Similar to this question I want to add a column to my pyspark DataFrame containing nothing but an empty map. If I use the suggested answer from that question, however, the type of the map is <null,null>
, unlike in the answer posted there.
from pyspark.sql.functions import create_map
spark.range(1).withColumn("test", create_map()).printSchema()
root
|-- test: map(nullable = false)
| |-- key: null
| |-- value: null (valueContainsNull = false)
I need an empty <string,string>
map. I can do it in Scala like so:
import org.apache.spark.sql.functions.typedLit
spark.range(1).withColumn("test", typedLit(Map[String, String]())).printSchema()
root
|-- test: map(nullable = false)
| |-- key: string
| |-- value: string (valueContainsNull = true)

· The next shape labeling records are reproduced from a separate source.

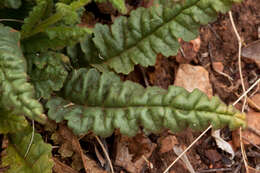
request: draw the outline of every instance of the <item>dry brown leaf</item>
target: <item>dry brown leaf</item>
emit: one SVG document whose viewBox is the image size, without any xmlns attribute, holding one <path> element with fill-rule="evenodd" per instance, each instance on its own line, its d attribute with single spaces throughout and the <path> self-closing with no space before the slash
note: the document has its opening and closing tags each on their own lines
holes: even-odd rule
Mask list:
<svg viewBox="0 0 260 173">
<path fill-rule="evenodd" d="M 248 44 L 242 49 L 242 56 L 254 60 L 260 60 L 260 40 Z"/>
<path fill-rule="evenodd" d="M 62 163 L 57 158 L 53 157 L 52 160 L 54 161 L 53 170 L 55 173 L 78 173 L 78 171 L 75 171 L 70 166 Z"/>
<path fill-rule="evenodd" d="M 59 133 L 65 139 L 65 141 L 71 142 L 73 150 L 80 155 L 84 169 L 87 173 L 106 173 L 106 171 L 101 169 L 95 161 L 84 154 L 78 138 L 67 126 L 60 125 Z"/>
<path fill-rule="evenodd" d="M 212 97 L 213 91 L 209 81 L 209 73 L 201 66 L 181 64 L 174 81 L 174 85 L 192 92 L 195 88 Z"/>
<path fill-rule="evenodd" d="M 115 165 L 125 168 L 128 172 L 139 173 L 146 164 L 145 158 L 149 160 L 156 144 L 149 138 L 138 134 L 134 138 L 122 135 L 116 137 Z"/>
<path fill-rule="evenodd" d="M 249 112 L 246 116 L 248 127 L 255 129 L 256 131 L 260 131 L 260 113 L 259 112 Z M 245 137 L 247 140 L 252 142 L 255 145 L 260 145 L 260 137 L 253 133 L 251 130 L 244 130 L 243 131 L 243 137 Z M 234 147 L 238 148 L 240 147 L 239 142 L 239 131 L 234 131 L 232 135 L 232 140 Z M 249 145 L 250 143 L 246 140 L 243 141 L 245 145 Z"/>
<path fill-rule="evenodd" d="M 160 137 L 158 143 L 160 144 L 160 154 L 172 151 L 173 147 L 179 144 L 178 139 L 173 135 Z"/>
</svg>

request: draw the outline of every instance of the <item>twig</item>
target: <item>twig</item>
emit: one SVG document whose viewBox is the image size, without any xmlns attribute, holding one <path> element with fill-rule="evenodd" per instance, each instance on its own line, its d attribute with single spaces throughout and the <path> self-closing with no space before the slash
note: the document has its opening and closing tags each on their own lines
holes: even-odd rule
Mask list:
<svg viewBox="0 0 260 173">
<path fill-rule="evenodd" d="M 32 120 L 32 128 L 33 128 L 33 130 L 32 130 L 32 136 L 31 136 L 31 139 L 30 139 L 30 143 L 29 143 L 29 145 L 28 145 L 28 147 L 27 147 L 27 150 L 26 150 L 26 152 L 25 152 L 25 154 L 24 154 L 24 159 L 27 157 L 27 155 L 28 155 L 28 153 L 29 153 L 29 151 L 30 151 L 30 149 L 31 149 L 31 147 L 32 147 L 32 143 L 33 143 L 33 139 L 34 139 L 34 131 L 35 131 L 35 126 L 34 126 L 34 120 Z"/>
<path fill-rule="evenodd" d="M 212 125 L 210 125 L 204 132 L 202 132 L 199 137 L 197 137 L 188 148 L 186 148 L 171 164 L 170 166 L 168 166 L 168 168 L 165 169 L 165 171 L 163 173 L 167 173 L 171 167 L 196 143 L 198 142 L 198 140 L 200 140 L 200 138 L 207 133 L 210 129 L 212 128 Z"/>
<path fill-rule="evenodd" d="M 216 169 L 207 169 L 207 170 L 200 170 L 196 173 L 208 173 L 208 172 L 223 172 L 223 171 L 232 171 L 232 168 L 216 168 Z"/>
<path fill-rule="evenodd" d="M 221 37 L 217 34 L 217 32 L 212 28 L 212 26 L 210 24 L 208 24 L 208 27 L 209 29 L 211 30 L 211 32 L 213 32 L 213 34 L 216 36 L 216 38 L 219 40 L 219 41 L 222 41 L 223 40 L 221 39 Z"/>
<path fill-rule="evenodd" d="M 232 12 L 229 11 L 228 14 L 229 14 L 229 19 L 230 19 L 230 21 L 231 21 L 233 30 L 234 30 L 234 32 L 235 32 L 235 34 L 236 34 L 237 41 L 238 41 L 238 67 L 239 67 L 239 75 L 240 75 L 240 79 L 241 79 L 241 84 L 242 84 L 243 93 L 245 93 L 245 92 L 246 92 L 246 88 L 245 88 L 245 83 L 244 83 L 244 78 L 243 78 L 243 73 L 242 73 L 242 66 L 241 66 L 241 48 L 242 48 L 242 41 L 241 41 L 241 38 L 240 38 L 240 36 L 239 36 L 239 34 L 238 34 L 238 31 L 237 31 L 237 28 L 236 28 L 236 25 L 235 25 L 235 22 L 234 22 L 234 19 L 233 19 L 233 16 L 232 16 Z M 244 112 L 244 109 L 245 109 L 246 98 L 247 98 L 247 95 L 245 95 L 245 98 L 244 98 L 243 107 L 242 107 L 242 112 Z"/>
<path fill-rule="evenodd" d="M 23 20 L 19 20 L 19 19 L 0 19 L 0 22 L 19 22 L 19 23 L 24 23 Z"/>
<path fill-rule="evenodd" d="M 260 82 L 260 78 L 246 91 L 244 92 L 234 103 L 236 105 L 247 93 L 249 93 L 258 83 Z"/>
<path fill-rule="evenodd" d="M 146 76 L 146 74 L 145 74 L 145 70 L 144 70 L 143 67 L 140 67 L 140 69 L 141 69 L 142 75 L 143 75 L 143 77 L 144 77 L 144 83 L 145 83 L 145 86 L 146 86 L 146 87 L 149 87 L 150 85 L 149 85 L 149 82 L 148 82 L 147 76 Z"/>
<path fill-rule="evenodd" d="M 252 144 L 252 145 L 253 145 L 254 147 L 256 147 L 258 150 L 260 150 L 260 147 L 257 146 L 256 144 L 254 144 L 251 140 L 247 139 L 247 138 L 244 137 L 244 136 L 242 136 L 242 138 L 243 138 L 245 141 L 247 141 L 247 142 L 249 142 L 250 144 Z"/>
<path fill-rule="evenodd" d="M 102 148 L 102 150 L 103 150 L 103 152 L 104 152 L 104 154 L 105 154 L 105 156 L 106 156 L 106 158 L 107 158 L 107 160 L 108 160 L 108 163 L 109 163 L 111 172 L 114 173 L 114 168 L 113 168 L 112 162 L 111 162 L 111 160 L 110 160 L 110 157 L 109 157 L 109 155 L 108 155 L 108 153 L 107 153 L 107 150 L 105 149 L 105 147 L 104 147 L 104 145 L 102 144 L 102 142 L 101 142 L 101 140 L 99 139 L 99 137 L 95 135 L 95 138 L 97 139 L 99 145 L 101 146 L 101 148 Z"/>
<path fill-rule="evenodd" d="M 235 26 L 235 22 L 234 22 L 234 19 L 233 19 L 233 16 L 232 16 L 232 11 L 229 11 L 228 14 L 229 14 L 229 19 L 231 21 L 233 30 L 234 30 L 234 32 L 236 34 L 237 41 L 238 41 L 238 67 L 239 67 L 239 75 L 240 75 L 240 78 L 241 78 L 241 84 L 242 84 L 243 93 L 246 93 L 246 88 L 245 88 L 245 84 L 244 84 L 244 78 L 243 78 L 243 74 L 242 74 L 242 67 L 241 67 L 242 41 L 241 41 L 241 38 L 240 38 L 240 36 L 238 34 L 237 28 Z M 242 112 L 244 112 L 244 109 L 245 109 L 246 98 L 247 98 L 247 95 L 245 94 L 243 107 L 242 107 Z M 242 140 L 242 128 L 241 127 L 239 128 L 239 136 L 240 136 L 240 147 L 241 147 L 243 161 L 244 161 L 244 164 L 245 164 L 246 172 L 249 173 L 248 163 L 247 163 L 247 156 L 246 156 L 246 152 L 245 152 L 245 146 L 244 146 L 244 143 L 243 143 L 243 140 Z"/>
<path fill-rule="evenodd" d="M 142 158 L 144 159 L 144 161 L 146 162 L 146 164 L 148 165 L 148 167 L 150 169 L 153 169 L 153 164 L 144 156 L 142 155 Z"/>
</svg>

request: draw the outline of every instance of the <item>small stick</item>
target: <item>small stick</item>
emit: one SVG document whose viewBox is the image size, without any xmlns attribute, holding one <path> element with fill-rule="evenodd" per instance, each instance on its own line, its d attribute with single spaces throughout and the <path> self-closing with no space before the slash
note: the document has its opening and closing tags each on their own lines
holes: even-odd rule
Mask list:
<svg viewBox="0 0 260 173">
<path fill-rule="evenodd" d="M 196 173 L 222 172 L 222 171 L 232 171 L 232 169 L 231 168 L 216 168 L 216 169 L 201 170 L 201 171 L 197 171 Z"/>
<path fill-rule="evenodd" d="M 19 20 L 19 19 L 0 19 L 0 22 L 19 22 L 19 23 L 24 23 L 23 20 Z"/>
<path fill-rule="evenodd" d="M 29 151 L 30 151 L 30 149 L 32 147 L 32 143 L 33 143 L 33 139 L 34 139 L 34 133 L 35 133 L 34 132 L 35 131 L 34 120 L 32 120 L 32 126 L 33 126 L 32 136 L 31 136 L 31 139 L 30 139 L 30 143 L 29 143 L 29 145 L 27 147 L 27 150 L 26 150 L 26 152 L 24 154 L 24 159 L 27 157 L 27 155 L 28 155 L 28 153 L 29 153 Z"/>
<path fill-rule="evenodd" d="M 105 153 L 105 156 L 106 156 L 106 158 L 107 158 L 107 160 L 108 160 L 108 163 L 109 163 L 109 166 L 110 166 L 110 169 L 111 169 L 111 172 L 114 173 L 114 168 L 113 168 L 112 162 L 111 162 L 111 160 L 110 160 L 110 157 L 109 157 L 109 155 L 108 155 L 108 153 L 107 153 L 107 150 L 105 149 L 105 147 L 104 147 L 104 145 L 102 144 L 102 142 L 101 142 L 101 140 L 99 139 L 99 137 L 95 135 L 95 138 L 97 139 L 99 145 L 101 146 L 103 152 Z"/>
<path fill-rule="evenodd" d="M 195 139 L 188 148 L 186 148 L 171 164 L 170 166 L 168 166 L 168 168 L 165 169 L 165 171 L 163 173 L 167 173 L 171 167 L 196 143 L 198 142 L 198 140 L 200 140 L 200 138 L 207 133 L 210 129 L 212 128 L 212 125 L 210 125 L 203 133 L 201 133 L 199 135 L 199 137 L 197 137 L 197 139 Z"/>
</svg>

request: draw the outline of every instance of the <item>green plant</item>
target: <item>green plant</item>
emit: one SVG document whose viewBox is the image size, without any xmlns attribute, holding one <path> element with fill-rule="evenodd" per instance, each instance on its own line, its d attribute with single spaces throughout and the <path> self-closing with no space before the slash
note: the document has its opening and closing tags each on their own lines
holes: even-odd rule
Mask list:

How can I do it in pyspark? I am using Spark 3.01 with underlying Scala 2.12 on Databricks Runtime 7.3 LTS. I need the <string,string>
map because otherwise I can't save my Dataframe to parquet:
AnalysisException: Parquet data source does not support map<null,null> data type.;
CodePudding user response:
You can cast the map to the appropriate type creating the map using create_map
.
from pyspark.sql.functions import create_map
spark.range(1).withColumn("test", create_map().cast("map<string,string>")).printSchema()
root
|-- id: long (nullable = false)
|-- test: map (nullable = false)
| |-- key: string
| |-- value: string (valueContainsNull = true)